Ну не глупо-ли?http://board.buddhist.ru/images/icons/icon5.gif

----------


## Дохо

> Я думаю, что чай не является психотропным средством как напиток.
> Так же как и кофе.


Я тоже так думаю - хотя если у кого-то, судя по репликам отдельных участников, возникают такие сомнения: пусть лично для себя тогда относят чай и кофе к заповеди "не пей" :Smilie:

----------


## Enso

to Gaza

"Сентя" -  это не самый лучший и качественный сорт японского зеленого чая. Попробуйте найти в продаже сорта "Гёкуро" или "Маття", если Вам это удастся, то Вы по-настоящему влюбитесь в этот напиток.

----------


## Gaza

> Попробуйте найти в продаже сорта "Гёкуро" или "Маття", если Вам это удастся, то Вы по-настоящему влюбитесь в этот напиток


 В Москве это не проблема. Я в курсе и про Гёкуро и про Маття. Гёкура купил недавно, но он меня разочаровал. Похож на обычный китайский чай. Но с ним есть одна странность. Я его купил в солидном специализированном магазине на Мясницкой за 280 руб.  В магазине на Пятницкой Гёкуро стоит 950. Может какие-то разные есть Гёкуро?. Впрочем, я это скоро выясню.
 А "маття" это чайный лист, перетёртый в порошок-пыль по старинной технологии, предназначен для ритуальных японских чайных церемоний, а не для каждодневного потребления. Стоит очень дорого, но купить в Москве можно. Пока не пробовал.
 "Сенча" бывает первого (майского) и второго (июльского) сборов. Я говорил про первый сбор.

----------


## Артур Гуахо

Enso and Gaza, судя по всему Вы сведующие в этом деле люди, пожалуйста скажите есть ли всё это в Питере, может есть информация, если есть пожалуйста поделитесь, заранее благодарен.

----------


## Pema Sonam

> А "маття" это чайный лист, перетёртый в порошок-пыль по старинной технологии, предназначен для ритуальных японских чайных церемоний, а не для каждодневного потребления.
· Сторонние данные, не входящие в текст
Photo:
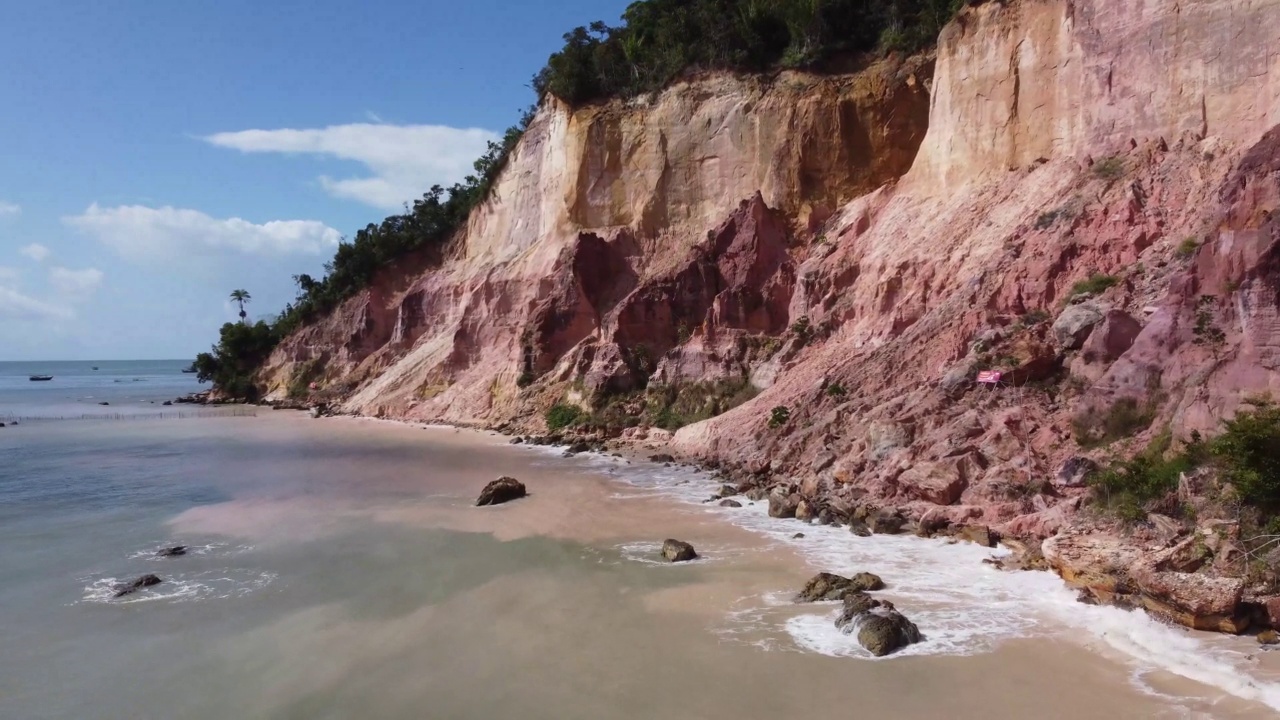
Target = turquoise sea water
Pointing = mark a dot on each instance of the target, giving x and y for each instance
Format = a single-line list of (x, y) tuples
[(129, 387)]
В Японии во многих чайных,кафе,ресторанах и прочих сушильнях он есть, и без всяких ритуальных церемоний. В некоторых ресторанах прямо на столе стоит коробочка или сосуд с порошковым чаем рядом с солью, соусом и т.п.Сам сыпь-наливай. :Smilie:

----------


## Enso

> Enso and Gaza, судя по всему Вы сведующие в этом деле люди, пожалуйста скажите есть ли всё это в Питере, может есть информация, если есть пожалуйста поделитесь, заранее благодарен.


К сожалению, я не могу Вам подсказать есть ли эти чаи в Питере, так как сам обитаю на берегах Днепра. Думаю, что есть, надо искать.

----------


## Enso

> В Москве это не проблема. Я в курсе и про Гёкуро и про Маття. Гёкура купил недавно, но он меня разочаровал. Похож на обычный китайский чай. Но с ним есть одна странность. Я его купил в солидном специализированном магазине на Мясницкой за 280 руб.  В магазине на Пятницкой Гёкуро стоит 950. Может какие-то разные есть Гёкуро?. Впрочем, я это скоро выясню.
>  А "маття" это чайный лист, перетёртый в порошок-пыль по старинной технологии, предназначен для ритуальных японских чайных церемоний, а не для каждодневного потребления. Стоит очень дорого, но купить в Москве можно. Пока не пробовал.
>  "Сенча" бывает первого (майского) и второго (июльского) сборов. Я говорил про первый сбор.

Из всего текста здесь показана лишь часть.